= European Health Management Association =

The European Health Management Association (EHMA) was established in 1982 and is a non-profit membership organisation. Its focus is on health management capacity and capabilities and on supporting the implementation of health policy and practice.

==About==

EHMA is a forum for health policy makers who need to network and share information and intelligence in a rapidly changing health sector; senior health managers who need an international and inter-sectoral network to develop their capacity to deliver health services; programme directors of health management programmes, who need an international forum to develop their programmes; and academic institutions and research organisations who can exchange experience and learning among their peers across Europe.

It is the only European membership organisation focusing on health management in the health sector.

EHMA represents the interests of members on a wide range of European Commission working groups and committees, including the European Health Policy Forum and the Commission Working Group on Patient Safety and Quality. EHMA has also been involved as project leader or participant in a wide range of European Commission funded research projects and studies in public health.

==Members==

EHMA has two different types of membership: individual and organizational. The organizational members are represented by healthcare providers, universities, research institutions, health policy bodies and government ministries. Currently, it has 73 members from over 20 countries in the WHO region, bringing together the management, policy and research communities.

===Board members===

The EHMA Board sits at the heart of the Governance process and board members play a pivotal role in helping to shape the strategy and to oversee the delivery of the work programme. Board positions are open to all Members and are elected during the Annual General Assembly.

===Scientific Advisory Committee===

The role of the Scientific Advisory Committee (SAC) is to support the wider mission of EHMA, specifically providing the EHMA Board with advice on research and scientific issues. The SAC plays an important role in providing a focus for and voice for EHMA's research community, and in raising awareness of research within EHMA. Moreover, the SAC provides scientific advice and review input to planning for the Annual Conference. SAC Members are appointed by the EHMA Board for a period of 3 years.

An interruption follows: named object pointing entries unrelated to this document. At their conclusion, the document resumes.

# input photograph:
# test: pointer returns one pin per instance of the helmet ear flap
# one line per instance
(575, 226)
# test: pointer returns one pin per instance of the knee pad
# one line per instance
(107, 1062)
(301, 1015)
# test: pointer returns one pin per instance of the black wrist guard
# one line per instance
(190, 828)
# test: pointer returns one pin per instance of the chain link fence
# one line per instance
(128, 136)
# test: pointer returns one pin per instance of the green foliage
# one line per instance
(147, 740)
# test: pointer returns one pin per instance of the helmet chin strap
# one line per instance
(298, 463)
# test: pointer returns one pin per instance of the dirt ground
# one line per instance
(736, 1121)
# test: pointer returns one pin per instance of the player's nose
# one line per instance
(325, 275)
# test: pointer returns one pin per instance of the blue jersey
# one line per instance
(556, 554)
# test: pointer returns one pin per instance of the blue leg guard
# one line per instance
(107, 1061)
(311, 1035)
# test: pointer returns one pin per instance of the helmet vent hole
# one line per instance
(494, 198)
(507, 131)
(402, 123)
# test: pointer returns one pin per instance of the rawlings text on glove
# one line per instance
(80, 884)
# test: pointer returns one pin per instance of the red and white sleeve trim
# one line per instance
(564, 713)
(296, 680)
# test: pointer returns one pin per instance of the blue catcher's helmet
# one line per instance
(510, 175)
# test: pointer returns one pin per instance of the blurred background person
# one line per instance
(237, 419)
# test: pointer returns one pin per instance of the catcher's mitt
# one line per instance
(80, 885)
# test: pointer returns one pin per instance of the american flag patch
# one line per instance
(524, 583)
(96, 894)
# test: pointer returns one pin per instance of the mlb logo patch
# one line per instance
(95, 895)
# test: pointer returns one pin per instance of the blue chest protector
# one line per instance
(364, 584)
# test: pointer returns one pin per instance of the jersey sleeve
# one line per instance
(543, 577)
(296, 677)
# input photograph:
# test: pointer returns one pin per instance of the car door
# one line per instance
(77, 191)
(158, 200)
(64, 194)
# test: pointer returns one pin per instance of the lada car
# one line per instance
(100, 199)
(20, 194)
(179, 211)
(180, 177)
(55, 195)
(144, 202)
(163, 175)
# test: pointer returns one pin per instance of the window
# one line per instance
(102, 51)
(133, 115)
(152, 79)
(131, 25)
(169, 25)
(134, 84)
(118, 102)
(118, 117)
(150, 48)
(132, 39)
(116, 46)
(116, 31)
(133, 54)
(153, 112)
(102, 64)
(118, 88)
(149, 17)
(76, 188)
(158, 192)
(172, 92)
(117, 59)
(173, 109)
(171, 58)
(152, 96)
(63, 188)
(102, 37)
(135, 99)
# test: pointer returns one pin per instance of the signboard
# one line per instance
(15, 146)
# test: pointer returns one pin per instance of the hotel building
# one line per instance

===Young Advisory Committee===

The EHMA Young Advisory Committee (YAC) has been working on the Young EHMA network for the past years. The aim of the Young EHMA network is to offer a forum for early career professionals in health management to interact with peers about topics of interest, shared experiences, and career needs.

==Projects==

The European Health Management Association is involved in several of Europe's research projects following a history in managing and participating in numerous research projects, often supported by European Commission programmes. EHMA's main expertise relates not only to project management, but also to dissemination of research results – in particular 'knowledge transfer', in which the dialogue between researchers and targets group are central, is according to EHMA a key issue in strengthening both the validity of the research as well as the dissemination of results. Related to this dialogue, EHMA recognizes the actual impact of research result and the practical reality on the shop floor as a key issue.

Themes of past projects have included access to healthcare, the "basket" of services available to patients and the legal aspects of eHealth.

The complete list is below:
- CARMEN Network (2001-2004)
- HealthACCESS (2004-2006)
- HealthBASKET (2004-2007)
- Legally eHealth: Study on Legal and Regulatory Aspects of eHealth (2006)
- SHARE: Making IT Work for Health (2006-2008)
- HealthQuest (2007-2008)
- HEALTH PROMeTHEUS: Health Professional Mobility in the European Union Study (2009-2012)
- EPAAC - European Partnership for Action Against Cancer (2009-2014)
- Developing Public Health Capacity in the EU (2010)
- PROGRESS (2012)
- IBenC (2013-2017) – Identifying best practices for care-dependent elderly by Benchmarking Costs and outcomes of community care
- PALANTE - PAtient Leading and mANaging their healThcare through EHealth Project (2012-2015)
- PaSQ - Joint Action on Patient Safety and Quality of Care (2012-2015)
- Momentum - European Momentum for Mainstreaming Telemedicine Deployment in Daily Practice (2012-2014)
- ENGAGED (2013-2015)
- SEPEN (2017 to 2021) - EU Joint Action on Health Workforce Planning
- CHRODIS - identify, validate, exchange and disseminate good practice on chronic diseases across EU Member States
- EIPAHA - European Innovation Partnership on Active and Healthy Ageing
- IC-Health – Improving digital health literacy in Europe
- SUSTAIN (2014-2020) – Sustainable integrated care for older people in Europe

==EHMA Annual Conference==

EHMA has hosted an annual scientific conference] every year since 1982, every year the location and the topic changes. It brings together for provocative discussions not only EHMA members, but healthcare professionals, policy makers and industry representatives.

== EHMA Journal - Health Services Management Research ==
Health Services Management Research is an authoritative international peer-reviewed journal which exists to publish theoretically and empirically rigorous research on questions of enduring interest and concern to health-care organizations and systems throughout the world.